A lot of what I heard during the conference is common wisdom shared by the community. For example many speakers emphasized the need to have top down support, a continual communication strategy, obstacles created by the nay sayers, etc. I was on a panel that discussed such best practices along with Jon Bidwell (Chubb), Kevin Paylow (Halliburton), and Steve Fenessey (InnoCentive). I did have a few surprises and heard some interesting perspectives.
The Rise of "The Innovation Professional"
Innovation is undoubtedly the hottest buzzword these days. For example, you will find vastly increased number of people with the word "innovation" in their titles or job function if you search on Linked In today. That's great news, however, the innovation owners very often do not have the budget or the authority to implement ideas; that is the prerogative of the P&L owners. I have found this dichotomy very frustrating since it requires a dance between two different owners to achieve your innovation objectives.

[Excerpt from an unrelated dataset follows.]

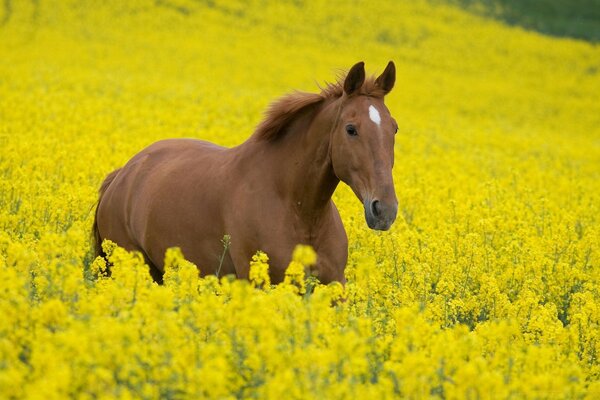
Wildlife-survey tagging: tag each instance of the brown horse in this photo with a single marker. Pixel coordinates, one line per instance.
(269, 193)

My view was that innovation should really be a part of everyone's job function and we need to eliminate this dichotomy. Contrary to my belief, I heard overriding sentiment in the conference that the specialized innovation role is a must-have in an organization. This view sounds self-serving at first but as I heard people talk about their experiences I found an answer to this dilemma. No one was disputing the fact that every employee, customer, and partner should be part of the innovation process. They were simply pointing out that innovation teams are instrumental in orchestrating that process. They play a role very similar to the one played by brokers, advertisers, distributors in the free market economy.While everyone chips in with their ideas and sponsorships, innovation team administers the process, helps people present their ideas, and connects different players to optimize the process.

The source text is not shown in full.